Before deciding on text-to-speech APIs, I played around with a few of the heavy hitters. Both Google and IBM have incredibly robust infrastructures revolving around their machine learning technologies, which provides a multitude of options for receiving text and outputting speech and vice versa. The opportunities are endless, but it’s more power than necessary for this project.
Mozilla has an easy-to-use speech API that goes perfectly with a typing word game already I already have in place. In two previous blogs, I talked about a simple typing game I made using the Wordnik API. In those versions of the game, the app outputs the Wordnik API results, which a user then attempts to type correctly, subsequently triggering another API call and another word if successful.
I decided to change this game up and make it like a spelling bee, so a user must listen to the word and type it out. Continuing play will again depend on successfully typing input and will continue until the time runs out.

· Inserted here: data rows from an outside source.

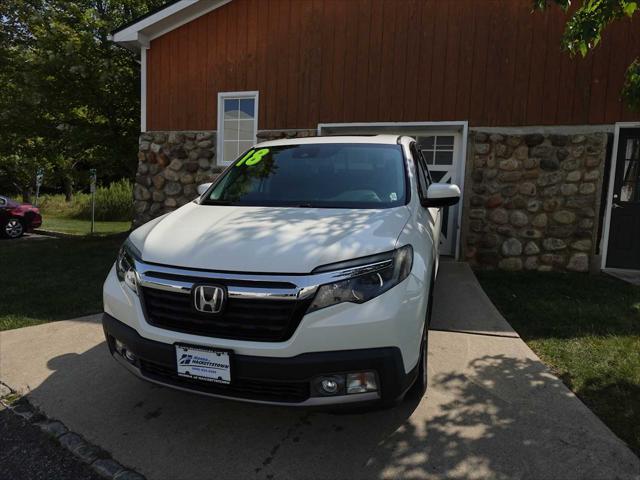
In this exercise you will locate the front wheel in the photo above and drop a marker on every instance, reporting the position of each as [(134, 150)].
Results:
[(420, 386), (13, 228)]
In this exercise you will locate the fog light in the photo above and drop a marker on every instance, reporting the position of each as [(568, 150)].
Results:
[(129, 356), (122, 349), (131, 279), (119, 347), (361, 382), (329, 385)]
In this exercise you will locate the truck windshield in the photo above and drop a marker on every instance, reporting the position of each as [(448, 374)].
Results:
[(337, 175)]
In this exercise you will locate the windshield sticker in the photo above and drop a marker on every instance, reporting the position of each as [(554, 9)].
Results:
[(253, 157)]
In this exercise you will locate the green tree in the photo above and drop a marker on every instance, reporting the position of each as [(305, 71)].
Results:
[(69, 97), (583, 33)]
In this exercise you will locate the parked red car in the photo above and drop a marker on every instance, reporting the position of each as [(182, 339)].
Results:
[(17, 218)]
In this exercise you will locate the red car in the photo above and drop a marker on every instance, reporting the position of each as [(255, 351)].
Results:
[(17, 218)]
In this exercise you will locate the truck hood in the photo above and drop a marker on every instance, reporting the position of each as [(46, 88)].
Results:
[(267, 239)]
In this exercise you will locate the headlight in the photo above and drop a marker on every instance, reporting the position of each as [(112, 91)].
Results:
[(125, 265), (365, 287)]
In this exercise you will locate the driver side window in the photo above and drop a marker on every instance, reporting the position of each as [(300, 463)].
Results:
[(424, 180)]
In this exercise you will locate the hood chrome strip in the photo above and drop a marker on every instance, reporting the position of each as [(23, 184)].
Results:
[(305, 286)]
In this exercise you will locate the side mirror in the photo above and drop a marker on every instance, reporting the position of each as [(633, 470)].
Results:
[(203, 188), (441, 195)]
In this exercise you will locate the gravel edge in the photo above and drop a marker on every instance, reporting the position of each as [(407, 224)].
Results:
[(97, 459)]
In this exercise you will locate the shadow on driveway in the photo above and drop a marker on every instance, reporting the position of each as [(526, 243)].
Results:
[(484, 416)]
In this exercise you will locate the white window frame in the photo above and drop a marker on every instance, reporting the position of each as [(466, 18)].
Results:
[(604, 239), (222, 96)]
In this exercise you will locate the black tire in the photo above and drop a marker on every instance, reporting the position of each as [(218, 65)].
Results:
[(12, 228), (420, 385)]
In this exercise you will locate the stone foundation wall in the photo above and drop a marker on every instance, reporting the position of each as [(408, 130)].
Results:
[(171, 165), (532, 201)]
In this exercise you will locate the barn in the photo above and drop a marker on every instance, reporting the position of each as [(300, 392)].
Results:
[(545, 152)]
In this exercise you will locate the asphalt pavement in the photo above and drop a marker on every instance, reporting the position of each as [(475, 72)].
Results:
[(492, 410)]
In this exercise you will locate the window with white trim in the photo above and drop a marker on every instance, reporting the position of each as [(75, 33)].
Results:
[(237, 124)]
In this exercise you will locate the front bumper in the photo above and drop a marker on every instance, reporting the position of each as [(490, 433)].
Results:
[(270, 380)]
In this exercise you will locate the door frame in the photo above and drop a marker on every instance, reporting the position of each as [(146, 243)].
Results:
[(459, 127), (604, 240)]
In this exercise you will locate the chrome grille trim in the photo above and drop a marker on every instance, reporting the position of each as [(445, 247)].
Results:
[(302, 286)]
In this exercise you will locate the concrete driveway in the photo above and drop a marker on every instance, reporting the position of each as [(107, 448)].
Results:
[(492, 410)]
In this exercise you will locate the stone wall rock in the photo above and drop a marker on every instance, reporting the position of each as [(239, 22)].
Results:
[(171, 165), (530, 200)]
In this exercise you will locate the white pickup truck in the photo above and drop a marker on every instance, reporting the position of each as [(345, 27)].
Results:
[(303, 276)]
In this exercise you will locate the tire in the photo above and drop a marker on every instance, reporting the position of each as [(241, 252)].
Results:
[(13, 228), (420, 385)]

In their docs, Mozilla makes it clear this is incomplete work, “experimental technology.” How much more is to come? What sort of experiments are pending?
The SpeechSynthesis interface controls the Web Speech API through a series of built in functions including pause, play, and cancel. All of the built-in methods are inherited properties from the EventTarget.
Spoken text, known as an utterance, is triggered by the speak() function. Therefore, to get my Wordnik API word spoken to my user, I simply have to pass it in as a prop to my Speaking component, and it will be the “text” from which the Web Speech API reads.
In this simple component below, the word repeats until you move to the next one.
Additional functionality includes a variety of different voices and pitches which you can cater to your own ear.